Desconsolado estoy, sin tierra. Camino valdío en un mundo de sombras. Mi lejana esperanza se ha hecho añicos bajo mis pies. ¡Mira mi desgracia, Dios Eterno, Padre de bondad! Inclina tu oído y escúchame.
Cada día me atraviesan mil aguijones, mis hermanos vuelven sus rostros ante mí, les doy asco, soy un desconocido en mi propia casa.
¿Quien defenderá mi causa, sino Tu, Rey Eterno?
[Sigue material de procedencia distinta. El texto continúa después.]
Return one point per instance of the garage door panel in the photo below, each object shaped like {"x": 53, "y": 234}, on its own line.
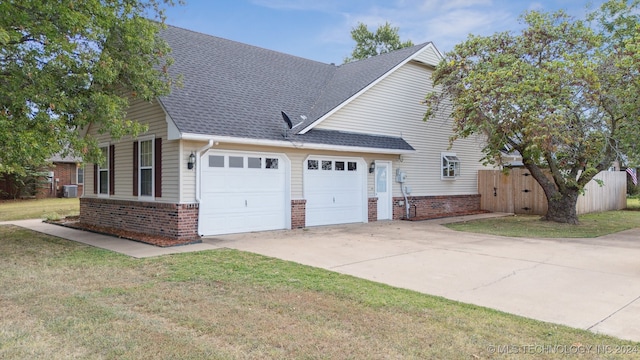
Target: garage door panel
{"x": 243, "y": 199}
{"x": 334, "y": 194}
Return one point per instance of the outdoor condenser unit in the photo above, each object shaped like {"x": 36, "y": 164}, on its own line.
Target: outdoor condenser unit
{"x": 70, "y": 191}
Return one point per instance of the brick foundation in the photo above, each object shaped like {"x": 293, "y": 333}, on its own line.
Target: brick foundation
{"x": 177, "y": 221}
{"x": 298, "y": 213}
{"x": 428, "y": 207}
{"x": 373, "y": 209}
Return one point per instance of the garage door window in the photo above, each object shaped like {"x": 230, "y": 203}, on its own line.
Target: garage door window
{"x": 271, "y": 163}
{"x": 236, "y": 162}
{"x": 254, "y": 163}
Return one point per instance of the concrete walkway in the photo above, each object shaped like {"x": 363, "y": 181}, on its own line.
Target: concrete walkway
{"x": 591, "y": 284}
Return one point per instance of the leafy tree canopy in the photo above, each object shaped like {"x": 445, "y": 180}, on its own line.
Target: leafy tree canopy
{"x": 370, "y": 44}
{"x": 65, "y": 64}
{"x": 564, "y": 93}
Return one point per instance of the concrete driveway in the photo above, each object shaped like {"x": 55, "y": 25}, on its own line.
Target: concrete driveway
{"x": 591, "y": 284}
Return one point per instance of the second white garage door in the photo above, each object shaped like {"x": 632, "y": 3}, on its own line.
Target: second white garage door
{"x": 335, "y": 190}
{"x": 243, "y": 192}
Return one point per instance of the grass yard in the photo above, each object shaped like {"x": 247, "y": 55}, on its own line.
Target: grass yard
{"x": 591, "y": 225}
{"x": 63, "y": 300}
{"x": 39, "y": 209}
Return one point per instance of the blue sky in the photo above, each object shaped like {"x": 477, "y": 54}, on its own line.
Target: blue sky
{"x": 320, "y": 29}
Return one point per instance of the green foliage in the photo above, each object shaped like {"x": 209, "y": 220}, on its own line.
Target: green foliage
{"x": 370, "y": 44}
{"x": 66, "y": 64}
{"x": 564, "y": 93}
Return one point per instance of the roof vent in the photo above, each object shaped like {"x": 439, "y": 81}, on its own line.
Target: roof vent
{"x": 288, "y": 125}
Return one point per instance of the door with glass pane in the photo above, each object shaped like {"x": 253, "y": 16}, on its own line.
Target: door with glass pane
{"x": 383, "y": 189}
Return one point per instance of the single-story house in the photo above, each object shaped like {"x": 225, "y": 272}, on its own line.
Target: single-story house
{"x": 62, "y": 177}
{"x": 260, "y": 140}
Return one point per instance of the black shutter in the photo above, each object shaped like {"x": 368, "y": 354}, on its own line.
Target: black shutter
{"x": 135, "y": 168}
{"x": 112, "y": 172}
{"x": 157, "y": 167}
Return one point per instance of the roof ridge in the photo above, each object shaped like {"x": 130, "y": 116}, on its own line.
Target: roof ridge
{"x": 358, "y": 64}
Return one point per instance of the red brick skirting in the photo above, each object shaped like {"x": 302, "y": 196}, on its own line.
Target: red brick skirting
{"x": 177, "y": 221}
{"x": 298, "y": 213}
{"x": 429, "y": 207}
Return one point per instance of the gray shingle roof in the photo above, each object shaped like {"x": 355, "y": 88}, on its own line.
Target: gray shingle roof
{"x": 238, "y": 90}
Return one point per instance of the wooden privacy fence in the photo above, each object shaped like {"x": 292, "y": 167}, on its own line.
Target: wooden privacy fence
{"x": 519, "y": 193}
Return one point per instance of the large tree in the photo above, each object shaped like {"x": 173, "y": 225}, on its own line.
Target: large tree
{"x": 369, "y": 43}
{"x": 564, "y": 93}
{"x": 65, "y": 64}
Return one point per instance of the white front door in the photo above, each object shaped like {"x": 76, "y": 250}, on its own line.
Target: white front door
{"x": 383, "y": 190}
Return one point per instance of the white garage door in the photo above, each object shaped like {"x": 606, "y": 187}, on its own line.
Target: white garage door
{"x": 335, "y": 190}
{"x": 242, "y": 192}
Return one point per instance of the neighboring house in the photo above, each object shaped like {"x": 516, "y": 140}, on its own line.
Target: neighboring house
{"x": 218, "y": 157}
{"x": 62, "y": 173}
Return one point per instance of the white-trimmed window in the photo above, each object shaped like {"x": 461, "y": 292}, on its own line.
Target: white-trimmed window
{"x": 103, "y": 172}
{"x": 145, "y": 168}
{"x": 450, "y": 166}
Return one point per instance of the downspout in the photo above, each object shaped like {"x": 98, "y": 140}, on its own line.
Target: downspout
{"x": 406, "y": 200}
{"x": 199, "y": 153}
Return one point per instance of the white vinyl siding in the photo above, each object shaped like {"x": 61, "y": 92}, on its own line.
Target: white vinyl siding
{"x": 401, "y": 114}
{"x": 152, "y": 115}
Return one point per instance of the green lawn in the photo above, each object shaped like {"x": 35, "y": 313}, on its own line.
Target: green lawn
{"x": 63, "y": 300}
{"x": 591, "y": 225}
{"x": 39, "y": 209}
{"x": 633, "y": 204}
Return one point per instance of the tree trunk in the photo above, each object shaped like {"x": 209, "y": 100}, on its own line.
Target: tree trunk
{"x": 562, "y": 207}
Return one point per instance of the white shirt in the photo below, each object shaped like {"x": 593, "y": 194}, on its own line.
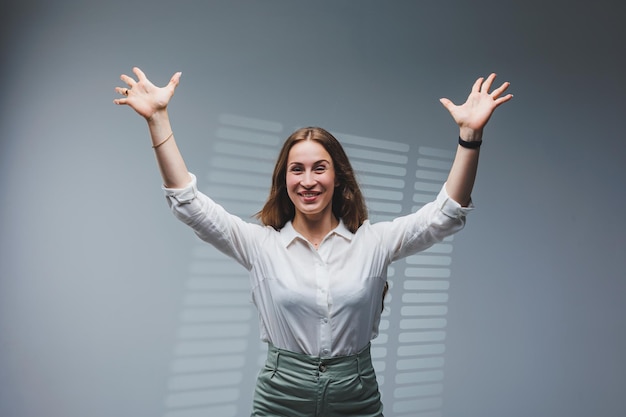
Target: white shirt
{"x": 324, "y": 302}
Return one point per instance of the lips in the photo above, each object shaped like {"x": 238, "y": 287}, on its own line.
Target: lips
{"x": 309, "y": 196}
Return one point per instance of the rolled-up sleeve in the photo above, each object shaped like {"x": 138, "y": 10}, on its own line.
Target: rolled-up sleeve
{"x": 212, "y": 223}
{"x": 407, "y": 235}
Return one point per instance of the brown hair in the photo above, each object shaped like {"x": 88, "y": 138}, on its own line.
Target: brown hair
{"x": 348, "y": 203}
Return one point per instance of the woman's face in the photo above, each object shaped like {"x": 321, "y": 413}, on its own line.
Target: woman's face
{"x": 310, "y": 179}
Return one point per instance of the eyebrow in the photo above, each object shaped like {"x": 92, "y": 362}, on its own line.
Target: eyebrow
{"x": 314, "y": 163}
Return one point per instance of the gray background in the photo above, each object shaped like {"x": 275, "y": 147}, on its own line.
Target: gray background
{"x": 92, "y": 264}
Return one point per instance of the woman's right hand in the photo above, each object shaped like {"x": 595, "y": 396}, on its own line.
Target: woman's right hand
{"x": 143, "y": 96}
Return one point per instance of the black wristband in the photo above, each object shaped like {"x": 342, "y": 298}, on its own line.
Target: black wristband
{"x": 470, "y": 145}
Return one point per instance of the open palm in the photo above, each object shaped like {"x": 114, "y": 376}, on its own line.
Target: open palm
{"x": 480, "y": 104}
{"x": 143, "y": 96}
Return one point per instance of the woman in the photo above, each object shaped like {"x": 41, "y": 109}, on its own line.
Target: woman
{"x": 318, "y": 267}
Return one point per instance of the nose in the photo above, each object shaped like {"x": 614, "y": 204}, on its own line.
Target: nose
{"x": 307, "y": 180}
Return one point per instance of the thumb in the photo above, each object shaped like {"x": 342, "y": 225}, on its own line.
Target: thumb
{"x": 175, "y": 80}
{"x": 446, "y": 103}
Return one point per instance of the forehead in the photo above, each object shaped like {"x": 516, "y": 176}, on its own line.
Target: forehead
{"x": 308, "y": 151}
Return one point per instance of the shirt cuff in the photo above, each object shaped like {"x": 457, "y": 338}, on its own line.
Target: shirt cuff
{"x": 183, "y": 195}
{"x": 451, "y": 207}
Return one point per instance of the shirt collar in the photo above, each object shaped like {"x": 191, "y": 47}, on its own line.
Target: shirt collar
{"x": 288, "y": 234}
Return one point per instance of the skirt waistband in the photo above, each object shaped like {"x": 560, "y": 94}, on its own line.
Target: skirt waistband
{"x": 280, "y": 358}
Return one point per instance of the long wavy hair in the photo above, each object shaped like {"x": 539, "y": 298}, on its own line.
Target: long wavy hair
{"x": 348, "y": 203}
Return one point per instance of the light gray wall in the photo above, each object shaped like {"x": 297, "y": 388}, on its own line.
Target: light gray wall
{"x": 97, "y": 276}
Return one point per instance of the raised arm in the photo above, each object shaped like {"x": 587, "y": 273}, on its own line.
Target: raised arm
{"x": 151, "y": 102}
{"x": 472, "y": 116}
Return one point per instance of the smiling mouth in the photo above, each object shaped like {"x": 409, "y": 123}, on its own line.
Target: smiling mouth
{"x": 309, "y": 195}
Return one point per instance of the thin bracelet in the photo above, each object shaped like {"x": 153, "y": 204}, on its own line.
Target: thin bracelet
{"x": 164, "y": 140}
{"x": 474, "y": 144}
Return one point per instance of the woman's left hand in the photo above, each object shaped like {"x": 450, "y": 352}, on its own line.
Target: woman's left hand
{"x": 473, "y": 115}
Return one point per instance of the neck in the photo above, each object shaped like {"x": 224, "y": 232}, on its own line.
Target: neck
{"x": 314, "y": 229}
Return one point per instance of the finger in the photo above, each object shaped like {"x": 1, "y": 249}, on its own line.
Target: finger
{"x": 495, "y": 93}
{"x": 121, "y": 90}
{"x": 128, "y": 80}
{"x": 487, "y": 84}
{"x": 175, "y": 80}
{"x": 477, "y": 84}
{"x": 139, "y": 73}
{"x": 503, "y": 99}
{"x": 447, "y": 103}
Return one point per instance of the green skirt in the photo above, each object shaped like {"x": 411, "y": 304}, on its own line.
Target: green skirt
{"x": 296, "y": 385}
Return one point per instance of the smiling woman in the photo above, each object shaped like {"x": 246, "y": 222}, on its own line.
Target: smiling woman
{"x": 318, "y": 267}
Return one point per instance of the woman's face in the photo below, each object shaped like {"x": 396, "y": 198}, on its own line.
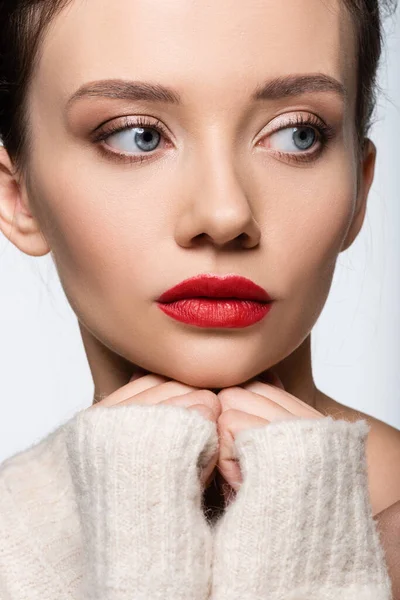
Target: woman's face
{"x": 224, "y": 184}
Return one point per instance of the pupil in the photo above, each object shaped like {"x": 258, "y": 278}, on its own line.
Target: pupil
{"x": 304, "y": 138}
{"x": 147, "y": 139}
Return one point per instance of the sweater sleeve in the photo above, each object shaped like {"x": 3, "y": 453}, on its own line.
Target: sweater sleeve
{"x": 135, "y": 471}
{"x": 301, "y": 525}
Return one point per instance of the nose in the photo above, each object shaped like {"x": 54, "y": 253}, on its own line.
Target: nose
{"x": 217, "y": 211}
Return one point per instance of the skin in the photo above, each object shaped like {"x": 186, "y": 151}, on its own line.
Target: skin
{"x": 216, "y": 197}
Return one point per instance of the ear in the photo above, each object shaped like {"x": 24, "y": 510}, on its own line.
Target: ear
{"x": 16, "y": 221}
{"x": 366, "y": 177}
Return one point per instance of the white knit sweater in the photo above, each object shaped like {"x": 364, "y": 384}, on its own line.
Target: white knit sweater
{"x": 109, "y": 507}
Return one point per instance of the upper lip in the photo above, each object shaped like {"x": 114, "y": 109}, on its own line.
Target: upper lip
{"x": 216, "y": 286}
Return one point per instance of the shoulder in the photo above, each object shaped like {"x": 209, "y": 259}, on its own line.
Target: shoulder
{"x": 382, "y": 452}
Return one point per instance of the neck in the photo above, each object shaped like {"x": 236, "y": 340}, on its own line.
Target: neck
{"x": 110, "y": 371}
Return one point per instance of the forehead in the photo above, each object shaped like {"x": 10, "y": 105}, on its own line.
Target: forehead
{"x": 206, "y": 50}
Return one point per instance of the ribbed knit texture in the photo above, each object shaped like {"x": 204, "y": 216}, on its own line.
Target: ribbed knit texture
{"x": 108, "y": 506}
{"x": 136, "y": 475}
{"x": 301, "y": 525}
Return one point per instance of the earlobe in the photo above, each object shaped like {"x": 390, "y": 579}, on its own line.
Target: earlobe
{"x": 16, "y": 222}
{"x": 365, "y": 182}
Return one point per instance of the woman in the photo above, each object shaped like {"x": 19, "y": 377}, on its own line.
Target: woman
{"x": 222, "y": 147}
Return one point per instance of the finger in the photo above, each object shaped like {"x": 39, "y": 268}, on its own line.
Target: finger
{"x": 272, "y": 378}
{"x": 131, "y": 389}
{"x": 229, "y": 424}
{"x": 283, "y": 398}
{"x": 252, "y": 403}
{"x": 152, "y": 391}
{"x": 204, "y": 401}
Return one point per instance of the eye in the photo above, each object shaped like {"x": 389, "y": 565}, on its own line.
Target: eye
{"x": 292, "y": 139}
{"x": 132, "y": 139}
{"x": 301, "y": 138}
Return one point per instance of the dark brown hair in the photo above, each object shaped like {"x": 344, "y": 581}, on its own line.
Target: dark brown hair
{"x": 23, "y": 25}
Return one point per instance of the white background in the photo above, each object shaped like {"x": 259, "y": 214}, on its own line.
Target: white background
{"x": 44, "y": 375}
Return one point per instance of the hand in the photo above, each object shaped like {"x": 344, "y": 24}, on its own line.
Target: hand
{"x": 388, "y": 524}
{"x": 155, "y": 389}
{"x": 253, "y": 405}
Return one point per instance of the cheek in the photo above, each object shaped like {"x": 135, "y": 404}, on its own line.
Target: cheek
{"x": 104, "y": 232}
{"x": 307, "y": 224}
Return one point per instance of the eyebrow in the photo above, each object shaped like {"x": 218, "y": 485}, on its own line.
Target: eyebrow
{"x": 274, "y": 89}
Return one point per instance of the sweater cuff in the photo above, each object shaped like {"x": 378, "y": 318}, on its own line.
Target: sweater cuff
{"x": 136, "y": 473}
{"x": 301, "y": 526}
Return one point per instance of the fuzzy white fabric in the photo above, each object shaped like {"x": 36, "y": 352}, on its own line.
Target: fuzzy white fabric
{"x": 109, "y": 507}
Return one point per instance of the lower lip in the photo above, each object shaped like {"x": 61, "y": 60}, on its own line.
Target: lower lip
{"x": 207, "y": 312}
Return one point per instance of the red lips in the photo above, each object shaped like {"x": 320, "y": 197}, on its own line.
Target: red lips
{"x": 215, "y": 286}
{"x": 216, "y": 301}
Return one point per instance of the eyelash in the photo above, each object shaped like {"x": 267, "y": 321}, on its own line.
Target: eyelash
{"x": 325, "y": 133}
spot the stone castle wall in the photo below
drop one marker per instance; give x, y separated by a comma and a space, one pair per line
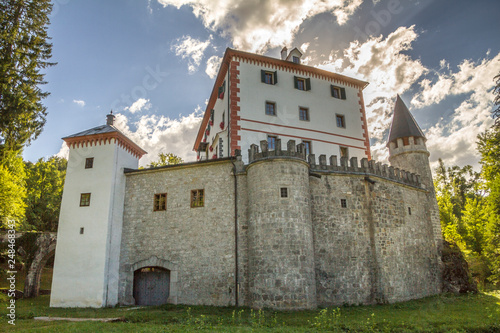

Recuerda mis años jóvenes, mis oraciones infantiles y mis súplicas, y ten piedad de mi ignorancia.
He sido un perdido en la casa de mi madre, abandonado a la suerte y la desgracia, pero tu me has inculcado valor e ilusiones.
En la noche me llevas de tu mano, has amortiguado mis caídas como un padre bondadoso, yo, que siempre me he sentido desprotegido. Has cuidado mis pasos a pesar de que a mi diestra y a mi siniestra caían miles de vidas en la flor de su juventud. Me has adornado el pecho de tus escrituras y me has dado a saborear la experiencia de tu sabiduría.
Y ahora, no quiero perderla, dame más, y arroja las desgracias que vienen de mi al fuego.